The incomplete development of one of the Mullerian ducts and the incomplete fusion with the contralateral side result in the formation of a rudimentary horn with a unicornuate uterus. The estimated incidence of pregnancy in the rudimentary horn is estimated at 1 per 100,000 to 140,000 pregnancies [6, 7]. Transperitoneal migration of the sperm or the fertilized ovum resulted in the pregnancy in a non-communicating rudimentary horn [7, 8].

Poor distensibility of the myometrium, dysfunctional endometrium and the variability in the thickness of the musculature of the rudimentary horn lead to rupture which is usually seen in the second trimester and can lead to life threatening condition for the mother resulting from hemoperitonium and shock [9]. Maternal mortality rate was reported to be 47.6% before 1900. Although rupture of the horn is still common, there is no reported maternal death since 1960 [8, 10].

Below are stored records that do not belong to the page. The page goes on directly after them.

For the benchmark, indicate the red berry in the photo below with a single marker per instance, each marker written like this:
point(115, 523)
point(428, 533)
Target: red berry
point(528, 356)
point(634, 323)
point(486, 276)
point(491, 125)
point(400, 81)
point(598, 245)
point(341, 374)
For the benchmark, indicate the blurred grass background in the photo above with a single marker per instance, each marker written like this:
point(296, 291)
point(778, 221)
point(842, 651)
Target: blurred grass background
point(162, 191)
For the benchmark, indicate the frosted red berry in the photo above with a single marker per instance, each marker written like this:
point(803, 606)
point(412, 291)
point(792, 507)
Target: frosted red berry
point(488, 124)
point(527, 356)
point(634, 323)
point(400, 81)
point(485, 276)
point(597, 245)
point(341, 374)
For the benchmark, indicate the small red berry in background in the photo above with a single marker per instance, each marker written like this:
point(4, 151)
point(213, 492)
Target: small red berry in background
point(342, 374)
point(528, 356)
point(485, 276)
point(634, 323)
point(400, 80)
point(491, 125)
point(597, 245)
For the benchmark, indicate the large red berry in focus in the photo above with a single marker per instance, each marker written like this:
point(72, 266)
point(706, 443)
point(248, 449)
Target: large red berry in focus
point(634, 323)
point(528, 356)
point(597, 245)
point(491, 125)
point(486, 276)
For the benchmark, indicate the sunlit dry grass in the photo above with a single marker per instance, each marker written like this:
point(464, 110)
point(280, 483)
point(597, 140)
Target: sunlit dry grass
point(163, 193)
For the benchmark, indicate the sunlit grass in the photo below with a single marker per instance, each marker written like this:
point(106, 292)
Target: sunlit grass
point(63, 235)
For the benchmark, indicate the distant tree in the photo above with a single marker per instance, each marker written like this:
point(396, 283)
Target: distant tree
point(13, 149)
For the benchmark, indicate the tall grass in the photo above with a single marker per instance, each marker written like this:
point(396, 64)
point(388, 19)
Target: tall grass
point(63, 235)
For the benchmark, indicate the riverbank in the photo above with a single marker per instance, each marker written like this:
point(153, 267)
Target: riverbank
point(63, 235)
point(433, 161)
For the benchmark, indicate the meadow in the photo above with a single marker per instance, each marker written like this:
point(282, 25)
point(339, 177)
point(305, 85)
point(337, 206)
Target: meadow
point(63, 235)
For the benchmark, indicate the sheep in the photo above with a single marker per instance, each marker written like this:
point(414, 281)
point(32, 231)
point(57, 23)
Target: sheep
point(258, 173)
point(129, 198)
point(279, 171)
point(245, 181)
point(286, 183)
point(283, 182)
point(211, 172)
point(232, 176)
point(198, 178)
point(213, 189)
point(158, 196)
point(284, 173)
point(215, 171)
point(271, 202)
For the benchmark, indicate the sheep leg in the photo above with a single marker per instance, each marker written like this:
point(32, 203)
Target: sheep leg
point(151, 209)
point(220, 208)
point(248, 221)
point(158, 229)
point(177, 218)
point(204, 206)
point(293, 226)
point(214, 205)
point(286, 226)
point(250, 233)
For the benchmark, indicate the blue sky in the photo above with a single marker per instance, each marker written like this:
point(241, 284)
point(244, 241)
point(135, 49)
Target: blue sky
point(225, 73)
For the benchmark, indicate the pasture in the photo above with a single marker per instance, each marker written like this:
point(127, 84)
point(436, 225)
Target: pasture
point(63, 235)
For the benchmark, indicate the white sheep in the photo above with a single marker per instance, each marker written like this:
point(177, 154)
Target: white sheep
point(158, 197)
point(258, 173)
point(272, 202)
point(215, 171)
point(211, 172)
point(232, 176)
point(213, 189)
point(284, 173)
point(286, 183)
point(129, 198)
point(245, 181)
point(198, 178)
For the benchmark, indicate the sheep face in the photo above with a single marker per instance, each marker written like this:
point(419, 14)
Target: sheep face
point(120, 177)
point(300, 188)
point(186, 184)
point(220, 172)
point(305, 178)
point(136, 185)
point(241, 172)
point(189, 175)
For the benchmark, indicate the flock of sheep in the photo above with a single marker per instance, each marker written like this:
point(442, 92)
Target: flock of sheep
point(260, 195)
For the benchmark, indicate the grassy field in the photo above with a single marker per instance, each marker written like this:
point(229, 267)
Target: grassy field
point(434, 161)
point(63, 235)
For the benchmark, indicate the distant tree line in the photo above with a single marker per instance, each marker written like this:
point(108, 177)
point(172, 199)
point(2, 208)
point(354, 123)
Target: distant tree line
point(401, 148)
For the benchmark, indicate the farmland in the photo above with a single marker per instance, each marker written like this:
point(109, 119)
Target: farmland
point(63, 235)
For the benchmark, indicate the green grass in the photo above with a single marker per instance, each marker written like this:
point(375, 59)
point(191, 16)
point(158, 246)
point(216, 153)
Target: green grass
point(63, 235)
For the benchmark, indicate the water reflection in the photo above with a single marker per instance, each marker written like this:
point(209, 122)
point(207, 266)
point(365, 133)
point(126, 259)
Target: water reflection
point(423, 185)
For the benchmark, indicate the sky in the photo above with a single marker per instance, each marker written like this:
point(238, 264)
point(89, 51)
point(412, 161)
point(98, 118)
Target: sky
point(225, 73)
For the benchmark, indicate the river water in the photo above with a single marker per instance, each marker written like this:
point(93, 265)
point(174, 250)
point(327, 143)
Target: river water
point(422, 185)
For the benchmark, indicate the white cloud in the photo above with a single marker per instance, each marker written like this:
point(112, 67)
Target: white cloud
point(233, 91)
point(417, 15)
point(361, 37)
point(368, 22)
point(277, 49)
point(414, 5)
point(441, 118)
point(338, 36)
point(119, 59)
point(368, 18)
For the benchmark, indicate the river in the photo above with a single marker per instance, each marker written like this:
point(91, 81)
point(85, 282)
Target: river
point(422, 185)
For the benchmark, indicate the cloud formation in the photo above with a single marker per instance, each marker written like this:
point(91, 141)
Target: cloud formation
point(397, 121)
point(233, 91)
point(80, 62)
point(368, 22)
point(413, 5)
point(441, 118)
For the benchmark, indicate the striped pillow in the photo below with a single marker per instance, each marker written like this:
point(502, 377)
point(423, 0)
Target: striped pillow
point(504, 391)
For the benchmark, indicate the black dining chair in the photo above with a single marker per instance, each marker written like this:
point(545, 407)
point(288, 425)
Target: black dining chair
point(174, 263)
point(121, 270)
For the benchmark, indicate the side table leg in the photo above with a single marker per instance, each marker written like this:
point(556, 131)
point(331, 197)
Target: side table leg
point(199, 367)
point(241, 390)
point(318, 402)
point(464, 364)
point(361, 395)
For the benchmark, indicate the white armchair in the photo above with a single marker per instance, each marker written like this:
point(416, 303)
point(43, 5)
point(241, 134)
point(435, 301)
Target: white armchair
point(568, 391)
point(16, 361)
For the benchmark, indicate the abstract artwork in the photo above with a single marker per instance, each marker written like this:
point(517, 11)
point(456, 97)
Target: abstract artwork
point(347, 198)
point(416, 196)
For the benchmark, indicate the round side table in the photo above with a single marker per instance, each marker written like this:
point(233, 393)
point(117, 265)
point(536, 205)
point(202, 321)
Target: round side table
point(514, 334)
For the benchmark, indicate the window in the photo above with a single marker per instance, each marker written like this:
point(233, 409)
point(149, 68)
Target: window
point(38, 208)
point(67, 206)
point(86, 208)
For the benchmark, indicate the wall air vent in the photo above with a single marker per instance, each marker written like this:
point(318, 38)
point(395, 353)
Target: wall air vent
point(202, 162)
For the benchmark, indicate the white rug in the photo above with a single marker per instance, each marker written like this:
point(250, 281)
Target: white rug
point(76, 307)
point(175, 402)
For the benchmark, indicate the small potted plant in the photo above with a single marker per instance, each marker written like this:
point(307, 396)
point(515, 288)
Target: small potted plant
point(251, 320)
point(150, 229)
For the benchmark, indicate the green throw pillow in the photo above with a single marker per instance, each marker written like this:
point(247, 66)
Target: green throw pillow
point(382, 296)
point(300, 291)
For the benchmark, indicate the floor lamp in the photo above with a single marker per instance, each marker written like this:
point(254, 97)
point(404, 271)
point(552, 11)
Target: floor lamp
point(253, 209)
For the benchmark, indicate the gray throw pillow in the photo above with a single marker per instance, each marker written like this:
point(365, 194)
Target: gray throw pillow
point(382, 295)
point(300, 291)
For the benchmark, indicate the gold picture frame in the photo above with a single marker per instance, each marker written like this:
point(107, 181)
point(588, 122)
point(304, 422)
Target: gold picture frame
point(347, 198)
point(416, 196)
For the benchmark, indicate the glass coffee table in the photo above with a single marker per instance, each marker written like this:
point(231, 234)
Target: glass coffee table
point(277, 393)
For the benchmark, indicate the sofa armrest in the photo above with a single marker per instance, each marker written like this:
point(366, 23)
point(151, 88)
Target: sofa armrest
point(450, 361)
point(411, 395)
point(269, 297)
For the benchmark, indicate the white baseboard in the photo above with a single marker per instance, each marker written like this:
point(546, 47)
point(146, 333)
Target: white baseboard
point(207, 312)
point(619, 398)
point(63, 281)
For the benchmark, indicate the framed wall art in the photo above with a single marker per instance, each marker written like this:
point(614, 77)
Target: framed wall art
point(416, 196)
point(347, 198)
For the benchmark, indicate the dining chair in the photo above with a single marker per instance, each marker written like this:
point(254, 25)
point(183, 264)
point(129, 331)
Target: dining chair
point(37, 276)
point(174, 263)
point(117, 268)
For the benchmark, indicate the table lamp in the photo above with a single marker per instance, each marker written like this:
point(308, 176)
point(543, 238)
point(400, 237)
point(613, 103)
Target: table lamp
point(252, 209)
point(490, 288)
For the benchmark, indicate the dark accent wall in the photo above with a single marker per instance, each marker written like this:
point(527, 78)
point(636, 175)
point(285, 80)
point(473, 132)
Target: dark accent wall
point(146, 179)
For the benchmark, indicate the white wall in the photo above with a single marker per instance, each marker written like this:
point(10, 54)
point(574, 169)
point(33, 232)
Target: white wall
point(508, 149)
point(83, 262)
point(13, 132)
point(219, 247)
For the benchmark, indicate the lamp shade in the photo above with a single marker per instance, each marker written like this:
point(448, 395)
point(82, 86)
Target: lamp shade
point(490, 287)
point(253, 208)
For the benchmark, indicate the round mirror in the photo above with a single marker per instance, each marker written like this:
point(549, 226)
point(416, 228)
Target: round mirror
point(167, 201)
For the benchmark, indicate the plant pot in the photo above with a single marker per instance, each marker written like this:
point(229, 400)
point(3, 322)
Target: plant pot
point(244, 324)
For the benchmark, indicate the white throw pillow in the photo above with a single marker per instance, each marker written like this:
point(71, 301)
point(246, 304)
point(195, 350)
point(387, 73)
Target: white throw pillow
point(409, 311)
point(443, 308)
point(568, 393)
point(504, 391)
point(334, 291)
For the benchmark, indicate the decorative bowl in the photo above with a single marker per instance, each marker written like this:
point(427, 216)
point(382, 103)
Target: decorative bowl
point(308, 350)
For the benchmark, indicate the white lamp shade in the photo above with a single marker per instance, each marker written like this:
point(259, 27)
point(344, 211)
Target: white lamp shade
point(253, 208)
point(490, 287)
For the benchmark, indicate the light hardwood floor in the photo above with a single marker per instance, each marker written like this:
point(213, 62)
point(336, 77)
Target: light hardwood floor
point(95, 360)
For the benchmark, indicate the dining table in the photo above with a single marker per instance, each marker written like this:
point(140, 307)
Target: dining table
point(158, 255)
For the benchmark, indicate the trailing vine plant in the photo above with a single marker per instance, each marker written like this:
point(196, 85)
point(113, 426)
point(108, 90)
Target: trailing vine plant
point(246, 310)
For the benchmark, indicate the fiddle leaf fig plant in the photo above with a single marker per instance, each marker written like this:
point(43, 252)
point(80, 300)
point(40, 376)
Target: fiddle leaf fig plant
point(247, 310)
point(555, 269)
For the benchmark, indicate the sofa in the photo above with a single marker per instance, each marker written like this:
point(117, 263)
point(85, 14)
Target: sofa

Decreased blood supply and defective endometrium lead to missed miscarriage or intrauterine death in some cases [3], same as happened with our case.

The key to successful management of rudimentary horn pregnancy is the early diagnosis. The following criteria for ultrasonographic diagnosis were proposed by Tsafrir et al [11]: a pseudo pattern of an asymmetrical bicornuate uterus, absent visual continuity tissue surrounding the gestational sac and the uterine cervix, and the presence of myometrial tissue surrounding the gestational sac. The sensitivity of ultrasound is only 26% and decreases as the pregnancy advances [4] and can be missed in inexperienced hands as in our patient. An MRI examination has proven to be a useful tool for the diagnosis as well as for the choice of surgical approaches [12]. Unfortunately, our case was misdiagnosed initially as an intrauterine missed miscarriage, ultrasound by experienced consultant raised the suspicion of the diagnosis in addition to MRI, but definitive findings were revealed after exploration. Occasional cases (gynecologic and obstetric) that required further evaluation because of confusion in the diagnosis have been reported in the literature [12, 13]. Intrauterine fetal demise was a diagnosis of rudimentary horn pregnancy reported by Buntungu et al where induction with misoprostol failed leading to the suspicion of ectopic pregnancy [14].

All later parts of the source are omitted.